# Spark Mllib

__The outline of this notebook__:

I. Hadoop ecosystem and Spark 

II. Recommendation System using Spark MLlib

## Hadoop ecosystem and Spark 

We first need to understand Hadoop and its ecosystem before dive deep into Spark. The Hadoop ecosystem is demonstrated as the below figure.

![hadoop-ecosystem](spark-imgs/Hadoop-Ecosystem.jpg)

A very goods articles about Hadoop ecosystem could be found [here](https://data-flair.training/blogs/hadoop-ecosystem-components/). It is worth reading for beginners. 

We do not see Spark in the above ecosystem. However, Apache Spark was created as an alternative to the implementation of MapReduce in Hadoop to gain efficiencies measured in orders of magnitude. 

The Spark core is complemented by a set of powerful, higher-level libraries which can be seamlessly used in the same application. These libraries currently include SparkSQL, Spark Streaming, MLlib (for machine learning), GraphX and SparkR, each of which is further detailed in [this article](https://www.toptal.com/spark/introduction-to-apache-spark).

![spark-components](spark-imgs/Apache-Spark-Components.jpg)

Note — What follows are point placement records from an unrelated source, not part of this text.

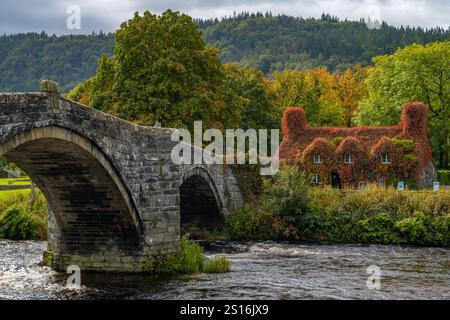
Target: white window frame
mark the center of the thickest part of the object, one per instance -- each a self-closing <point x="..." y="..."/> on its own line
<point x="385" y="159"/>
<point x="346" y="161"/>
<point x="316" y="178"/>
<point x="317" y="158"/>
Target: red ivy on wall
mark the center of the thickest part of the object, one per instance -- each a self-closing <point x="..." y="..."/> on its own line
<point x="404" y="147"/>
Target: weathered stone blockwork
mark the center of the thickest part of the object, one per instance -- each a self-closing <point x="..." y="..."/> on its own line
<point x="112" y="187"/>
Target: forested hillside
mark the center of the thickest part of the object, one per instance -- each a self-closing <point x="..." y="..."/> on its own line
<point x="283" y="42"/>
<point x="25" y="59"/>
<point x="270" y="43"/>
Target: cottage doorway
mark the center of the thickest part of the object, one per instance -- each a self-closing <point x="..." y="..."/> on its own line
<point x="335" y="180"/>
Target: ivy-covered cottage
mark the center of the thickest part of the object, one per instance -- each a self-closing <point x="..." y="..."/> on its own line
<point x="361" y="155"/>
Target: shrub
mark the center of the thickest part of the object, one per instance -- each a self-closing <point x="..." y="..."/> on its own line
<point x="21" y="223"/>
<point x="288" y="197"/>
<point x="217" y="264"/>
<point x="22" y="220"/>
<point x="252" y="222"/>
<point x="444" y="177"/>
<point x="188" y="259"/>
<point x="413" y="228"/>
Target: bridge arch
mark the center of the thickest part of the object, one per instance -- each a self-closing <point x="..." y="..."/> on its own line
<point x="91" y="205"/>
<point x="201" y="207"/>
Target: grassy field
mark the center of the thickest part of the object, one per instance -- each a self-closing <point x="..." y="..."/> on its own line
<point x="12" y="181"/>
<point x="4" y="194"/>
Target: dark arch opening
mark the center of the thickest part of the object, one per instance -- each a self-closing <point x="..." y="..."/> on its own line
<point x="199" y="208"/>
<point x="91" y="212"/>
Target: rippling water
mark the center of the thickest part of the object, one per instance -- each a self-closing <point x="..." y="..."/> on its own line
<point x="267" y="270"/>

Additional key features of Spark include:

- Currently provides APIs in Scala, Java, Python and R.
- Integrates well with the Hadoop ecosystem and data sources (HDFS, Amazon S3, Hive, HBase, Cassandra, etc.).
- Can run on clusters managed by Hadoop YARN or Apache Mesos, and can also run standalone.

There are many concepts to learn about Hadoop and Spark. However, we focus on Spark MLlib in this notebook.

## Recommendation System using Spark MLlib

### Types of Recommendation Engines

- Content-Based
- Collaborative Filtering
- Matrix Fatorization
- Deep Learning 

Spark MLlib library for Machine Learning use Alternating Least Squares for Collaborative Filtering implementation. 

With Collaborative filtering we make predictions (filtering) about the interests of a user by collecting preferences or taste information from many users (collaborating). The underlying assumption is that if a user A has the same opinion as a user B on an issue, A is more likely to have B's opinion on a different issue x than to have the opinion on x of a user chosen randomly.

The image below (from Wikipedia) shows an example of collaborative filtering. At first, people rate different items (like videos, images, games). Then, the system makes predictions about a user's rating for an item not rated yet. The new predictions are built upon the existing ratings of other users with similar ratings with the active user. In the image, the system predicts that the user will not like the video.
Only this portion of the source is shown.